What is important to disclose is the maturity and intent of your change. If you threw a prototype together just to explore a concept and you don’t care if it ever gets merged, regardless of whether that prototype was handcrafted by you or by Claude, that should be expressed clearly in the PR description so that reviewers know what kind of feedback to provide.

Agentic tools have a tendency to produce functions with long names and flowery multi-line comments. These often have little substance despite their verbosity. Reviewers will always appreciate a hand written test name, or a few comments on the key lines over a spaghetti of helpers.

Every commit to main must work. This means if a backend change introduces something that breaks the frontend or vice-versa, it must be feature-flagged or the exception must be handled. Authors alone bear the risks for large branches and conflicts that occur because of them. Moving fast is not an excuse for breaking things.

Reviewer responsibilities

Prioritize code reviews over writing code. A reviewer that lets their queue get out of hand blocks the whole team. Each reviewer is expected to set up their notification workflow such that they can provide timely responses. (At Oblique, we rely heavily on the Slack and Linear integrations for GitHub.)

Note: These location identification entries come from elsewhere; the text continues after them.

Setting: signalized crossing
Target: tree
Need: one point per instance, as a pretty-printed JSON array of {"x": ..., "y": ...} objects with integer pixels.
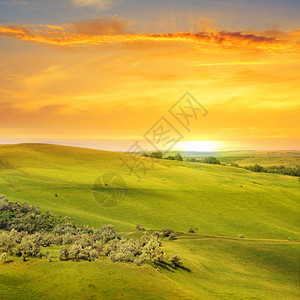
[
  {"x": 176, "y": 261},
  {"x": 192, "y": 229},
  {"x": 108, "y": 233},
  {"x": 152, "y": 250},
  {"x": 167, "y": 231},
  {"x": 4, "y": 257},
  {"x": 75, "y": 251},
  {"x": 178, "y": 157},
  {"x": 63, "y": 253},
  {"x": 211, "y": 160},
  {"x": 156, "y": 154}
]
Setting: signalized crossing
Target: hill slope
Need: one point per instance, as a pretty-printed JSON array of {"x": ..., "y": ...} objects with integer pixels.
[
  {"x": 221, "y": 201},
  {"x": 217, "y": 199}
]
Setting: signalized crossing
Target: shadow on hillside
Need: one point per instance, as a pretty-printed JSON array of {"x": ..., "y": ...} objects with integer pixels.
[{"x": 169, "y": 267}]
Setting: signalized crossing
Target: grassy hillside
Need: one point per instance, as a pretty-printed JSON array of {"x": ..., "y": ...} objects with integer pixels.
[
  {"x": 209, "y": 197},
  {"x": 221, "y": 201},
  {"x": 246, "y": 158}
]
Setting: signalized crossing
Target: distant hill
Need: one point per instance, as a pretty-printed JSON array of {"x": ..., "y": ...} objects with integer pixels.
[{"x": 222, "y": 202}]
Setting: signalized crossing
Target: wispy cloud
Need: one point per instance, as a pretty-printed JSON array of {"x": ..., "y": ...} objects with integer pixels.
[
  {"x": 115, "y": 30},
  {"x": 100, "y": 5}
]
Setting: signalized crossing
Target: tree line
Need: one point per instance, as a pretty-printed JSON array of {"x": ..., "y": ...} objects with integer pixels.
[{"x": 28, "y": 230}]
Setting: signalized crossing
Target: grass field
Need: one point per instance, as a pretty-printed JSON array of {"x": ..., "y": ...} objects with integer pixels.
[{"x": 221, "y": 201}]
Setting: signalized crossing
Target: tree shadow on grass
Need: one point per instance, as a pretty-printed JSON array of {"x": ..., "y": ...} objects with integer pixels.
[{"x": 169, "y": 267}]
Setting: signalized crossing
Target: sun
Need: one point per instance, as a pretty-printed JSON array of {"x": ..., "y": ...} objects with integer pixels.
[{"x": 199, "y": 146}]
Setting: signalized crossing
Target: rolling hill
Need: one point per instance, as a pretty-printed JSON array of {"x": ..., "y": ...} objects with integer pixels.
[{"x": 222, "y": 202}]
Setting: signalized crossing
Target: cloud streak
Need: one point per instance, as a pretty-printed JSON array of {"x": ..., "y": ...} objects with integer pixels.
[
  {"x": 114, "y": 30},
  {"x": 101, "y": 5}
]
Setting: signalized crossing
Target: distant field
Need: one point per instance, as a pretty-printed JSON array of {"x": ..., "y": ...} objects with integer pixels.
[
  {"x": 221, "y": 201},
  {"x": 246, "y": 158}
]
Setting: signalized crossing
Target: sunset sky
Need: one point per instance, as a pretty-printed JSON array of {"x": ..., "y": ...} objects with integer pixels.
[{"x": 101, "y": 73}]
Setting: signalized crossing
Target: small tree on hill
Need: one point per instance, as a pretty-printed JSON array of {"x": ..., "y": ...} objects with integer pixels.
[
  {"x": 178, "y": 157},
  {"x": 211, "y": 160}
]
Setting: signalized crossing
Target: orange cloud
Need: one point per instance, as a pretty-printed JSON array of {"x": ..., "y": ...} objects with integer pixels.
[
  {"x": 100, "y": 26},
  {"x": 112, "y": 30}
]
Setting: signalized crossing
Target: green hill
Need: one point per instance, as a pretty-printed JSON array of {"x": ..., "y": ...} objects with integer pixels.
[{"x": 221, "y": 201}]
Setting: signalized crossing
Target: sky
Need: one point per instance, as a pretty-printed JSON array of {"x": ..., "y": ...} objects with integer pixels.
[{"x": 104, "y": 73}]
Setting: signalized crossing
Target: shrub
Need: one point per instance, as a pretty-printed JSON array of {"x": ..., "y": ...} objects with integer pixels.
[
  {"x": 192, "y": 229},
  {"x": 178, "y": 157},
  {"x": 4, "y": 257},
  {"x": 108, "y": 233},
  {"x": 138, "y": 227},
  {"x": 74, "y": 251},
  {"x": 211, "y": 160},
  {"x": 157, "y": 154},
  {"x": 172, "y": 236},
  {"x": 176, "y": 261},
  {"x": 167, "y": 231},
  {"x": 63, "y": 253}
]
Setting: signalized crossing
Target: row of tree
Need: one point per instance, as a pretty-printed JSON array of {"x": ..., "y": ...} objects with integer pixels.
[
  {"x": 30, "y": 230},
  {"x": 295, "y": 171}
]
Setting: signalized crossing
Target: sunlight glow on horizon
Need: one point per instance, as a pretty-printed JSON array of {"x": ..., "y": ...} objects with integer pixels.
[{"x": 200, "y": 146}]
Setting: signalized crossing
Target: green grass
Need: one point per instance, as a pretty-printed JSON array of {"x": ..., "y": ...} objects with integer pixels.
[{"x": 221, "y": 201}]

Trust your teammates to take your feedback seriously. Where possible, approve the PR with comments to avoid a second round-trip.

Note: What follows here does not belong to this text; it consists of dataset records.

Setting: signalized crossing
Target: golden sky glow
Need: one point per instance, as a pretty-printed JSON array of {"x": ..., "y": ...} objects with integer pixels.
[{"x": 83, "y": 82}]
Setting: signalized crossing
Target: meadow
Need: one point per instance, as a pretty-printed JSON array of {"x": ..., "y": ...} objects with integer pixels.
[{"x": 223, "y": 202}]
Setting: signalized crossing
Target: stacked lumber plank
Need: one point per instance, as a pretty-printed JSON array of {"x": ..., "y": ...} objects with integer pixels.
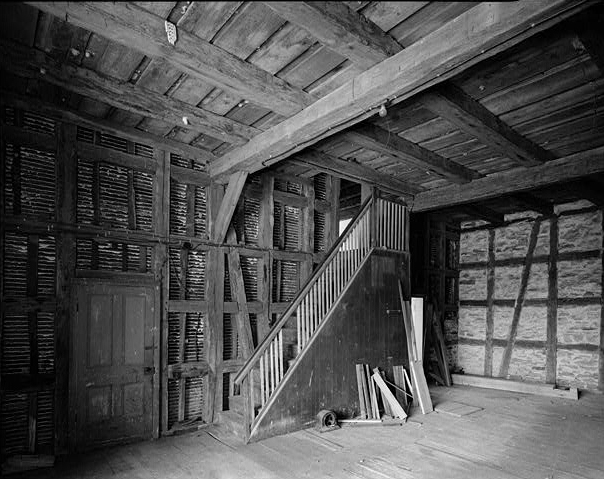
[
  {"x": 420, "y": 386},
  {"x": 375, "y": 396}
]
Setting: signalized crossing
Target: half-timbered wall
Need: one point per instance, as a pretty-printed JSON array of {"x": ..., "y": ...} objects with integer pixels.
[
  {"x": 77, "y": 202},
  {"x": 531, "y": 298}
]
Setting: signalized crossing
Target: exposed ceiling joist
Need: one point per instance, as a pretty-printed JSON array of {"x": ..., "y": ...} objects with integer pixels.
[
  {"x": 556, "y": 171},
  {"x": 135, "y": 27},
  {"x": 479, "y": 33},
  {"x": 458, "y": 108},
  {"x": 590, "y": 190},
  {"x": 592, "y": 38},
  {"x": 483, "y": 213},
  {"x": 30, "y": 63},
  {"x": 354, "y": 171},
  {"x": 377, "y": 139},
  {"x": 534, "y": 204},
  {"x": 83, "y": 119},
  {"x": 341, "y": 29}
]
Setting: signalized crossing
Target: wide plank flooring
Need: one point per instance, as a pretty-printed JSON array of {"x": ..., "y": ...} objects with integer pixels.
[{"x": 502, "y": 436}]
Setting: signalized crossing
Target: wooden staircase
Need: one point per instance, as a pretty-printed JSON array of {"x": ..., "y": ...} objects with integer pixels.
[{"x": 380, "y": 224}]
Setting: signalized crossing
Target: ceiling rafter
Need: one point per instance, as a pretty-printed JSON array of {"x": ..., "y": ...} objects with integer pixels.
[
  {"x": 130, "y": 133},
  {"x": 458, "y": 108},
  {"x": 440, "y": 55},
  {"x": 533, "y": 203},
  {"x": 365, "y": 44},
  {"x": 483, "y": 213},
  {"x": 31, "y": 63},
  {"x": 353, "y": 171},
  {"x": 377, "y": 139},
  {"x": 135, "y": 27},
  {"x": 561, "y": 170}
]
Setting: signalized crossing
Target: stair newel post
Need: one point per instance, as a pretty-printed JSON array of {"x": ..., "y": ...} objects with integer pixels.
[
  {"x": 247, "y": 390},
  {"x": 373, "y": 219}
]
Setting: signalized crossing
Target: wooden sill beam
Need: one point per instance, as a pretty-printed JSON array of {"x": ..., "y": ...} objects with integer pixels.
[
  {"x": 31, "y": 63},
  {"x": 562, "y": 170},
  {"x": 477, "y": 34},
  {"x": 354, "y": 171},
  {"x": 458, "y": 108},
  {"x": 377, "y": 139},
  {"x": 137, "y": 28}
]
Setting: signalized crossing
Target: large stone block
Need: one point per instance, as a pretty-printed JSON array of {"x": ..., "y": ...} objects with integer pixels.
[
  {"x": 472, "y": 322},
  {"x": 473, "y": 246},
  {"x": 580, "y": 232},
  {"x": 577, "y": 368},
  {"x": 470, "y": 358},
  {"x": 507, "y": 282},
  {"x": 532, "y": 324},
  {"x": 525, "y": 364},
  {"x": 513, "y": 240},
  {"x": 579, "y": 324},
  {"x": 537, "y": 286},
  {"x": 473, "y": 284},
  {"x": 580, "y": 279}
]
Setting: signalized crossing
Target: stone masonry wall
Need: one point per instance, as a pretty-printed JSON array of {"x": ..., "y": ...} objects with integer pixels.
[{"x": 576, "y": 316}]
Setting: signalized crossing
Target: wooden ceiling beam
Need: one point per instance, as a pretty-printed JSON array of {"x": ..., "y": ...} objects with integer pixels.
[
  {"x": 592, "y": 38},
  {"x": 483, "y": 213},
  {"x": 341, "y": 29},
  {"x": 477, "y": 34},
  {"x": 73, "y": 116},
  {"x": 31, "y": 63},
  {"x": 534, "y": 204},
  {"x": 377, "y": 139},
  {"x": 591, "y": 190},
  {"x": 560, "y": 170},
  {"x": 137, "y": 28},
  {"x": 458, "y": 108},
  {"x": 353, "y": 171}
]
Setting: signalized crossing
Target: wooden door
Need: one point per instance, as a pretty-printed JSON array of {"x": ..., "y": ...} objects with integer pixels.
[{"x": 112, "y": 364}]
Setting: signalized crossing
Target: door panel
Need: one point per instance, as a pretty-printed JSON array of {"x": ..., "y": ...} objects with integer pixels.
[{"x": 112, "y": 364}]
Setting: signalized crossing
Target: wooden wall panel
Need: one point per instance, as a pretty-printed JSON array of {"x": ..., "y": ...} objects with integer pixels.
[{"x": 360, "y": 331}]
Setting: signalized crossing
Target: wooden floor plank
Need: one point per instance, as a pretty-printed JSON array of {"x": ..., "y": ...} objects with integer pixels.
[{"x": 512, "y": 436}]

Ask for help when you need it. If a PR feels too unwieldy to understand, it’s okay (encouraged even!) to ask for it to be broken up into smaller pieces. Everyone benefits from a better shared understanding of the logic. Alternatively, don’t underestimate the power of asking to walk through a review together.

It’s also okay to ask an agent to help you digest the PR, as long as you remember that the end goal is for you to understand the PR. If you’re just copying and pasting an agent’s review output into GitHub, you’re not exactly adding anything the author couldn’t have done themselves.

Reviews should focus on APIs and the tests for those APIs. Don’t overindex on style or internal details, unless those have a noticeable impact on performance, security, or readability. Critiques should be constructive and substantive - there are many different ways of accomplishing the same thing, and someone else choosing a different path than you does not necessarily mean they’re wrong. If there is a substantive reason to align on a specific style, add a linter or update the relevant AGENTS.md files.

Always remember that your teammate is on the receiving end of the review. A good reviewer takes a moment or two to digest the change as a whole before providing feedback. Avoid knee-jerk reactions and brigading, and consider the tone of your comments. When in doubt, discuss face-to-face.

Conclusion

Our team is still small, so these expectations seem obvious to all of us now. The good thing about writing this down is that when we fall short of our ideals, we have documented guidance that we can revisit to course-correct. It also means we have a historical snapshot of our thinking, which makes it easier to see if our old practices are no longer serving us. Software engineering has always been a dynamic practice, and these days it’s changing faster than ever. Now we have a baseline.